The team may well part ways with Davis in the offseason, but it’s going to take more than new running backs to solve this particular problem. Until it gets solved, the Falcons will be one-dimensional, and they won’t have the weapons to be one-dimensional right now. This is one of the many problems the Falcons seem unlikely to solve in 2021.

  • The offense came into this game with a number of disadvantages. Without Calvin Ridley, without Cordarrelle Patterson and even without Hayden Hurst, there were real limitations on the personnel side and it was clear Arthur Smith and company were going to have to cook up something special to overcome that. They didn’t.

Whether it was Tajae Sharpe and Russell Gage essentially running into one another, Qadree Ollison trying to gain a first down with zero blocking when the Patriots knew exactly what was coming, or early down runs to nowhere, this coaching staff just didn’t seem to have anything innovative to offer for a team that desperately needed creativity, boldness and freshness.

This isn’t an indictment of the coaching staff for the long haul—I’m a believer that they’ll get this figured out—but even after they upgrade the talent level and get their feet under them, they’re going to have weeks where it’s necessary to overcome injuries and unexpected poor play. This effort tells you everything about how far they have to go on that front, and it’s incumbent on Smith and his staff to take a hard look at the effort the past two weeks and figure out what the hell they can possibly do to ensure it doesn’t happen again.

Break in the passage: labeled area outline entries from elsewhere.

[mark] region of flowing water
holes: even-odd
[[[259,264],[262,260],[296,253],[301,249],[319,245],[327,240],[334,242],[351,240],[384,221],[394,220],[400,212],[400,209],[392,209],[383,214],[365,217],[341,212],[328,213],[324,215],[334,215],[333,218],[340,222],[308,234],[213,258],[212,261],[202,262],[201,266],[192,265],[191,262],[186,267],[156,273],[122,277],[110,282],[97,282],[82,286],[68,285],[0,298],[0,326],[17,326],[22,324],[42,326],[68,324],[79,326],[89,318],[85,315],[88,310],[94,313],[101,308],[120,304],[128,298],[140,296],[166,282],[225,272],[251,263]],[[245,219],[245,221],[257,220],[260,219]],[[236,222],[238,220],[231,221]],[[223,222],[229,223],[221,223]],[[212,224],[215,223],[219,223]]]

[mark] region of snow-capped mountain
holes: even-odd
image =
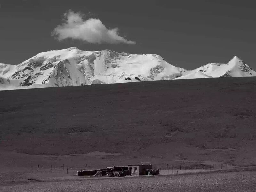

  • There isn’t a soul on offense who stands out as sin free in this one. Kaleb McGary, Jalen Mayfield, Jake Matthews and Matt Hennessy all struggled in pass protection at one point or another, and even Chris Lindstrom had a costly penalty. No receivers were consistent, with Kyle Pitts coming up short on one Matt Ryan interception, Olamide Zaccheaus failing to come down with a pass that was tipped into a defender’s hand for another interception, Russell Gage mixing some nice grabs with long stretches of silent play, the ground game scuffling, and Matt Ryan making a couple of ill-advised throws under duress. It takes a whole-team effort to get shut out like this, and man, did the Falcons provide it.
  • It’s not worth singling out individual defenders but there were some incredibly head-scratching decisions made by several in this one, with missed tackles and weird blocking decisions on A.J. Terrell interception returns and awful angles to the ball throughout the night. The Patriots didn’t have a huge game offensively, but they were able to get open men consistently in the passing game—Mac Jones was efficient once again—and their ground game mixed the occasional admirable dead stop with chunk pickups. On a day where the defense put up a better effort than I ever dreamed they would, it still wasn’t difficult to find fault.
  • Younghoe Koo was effectively iced after making a 45 yarder that was called back due to a penalty and missed the subsequent 50 yard try. Nobody is immune when the Falcons really fall apart.

The Wrapup

We don’t have a game MVP, a takeaway that isn’t goodness that was awful, or a final word that isn’t a string of curses. Let’s just note the Falcons will get the Jaguars next, that you should visit Big Cat Country, and sift through the wreckage of this one after we all get some more sleep and more time to reflect.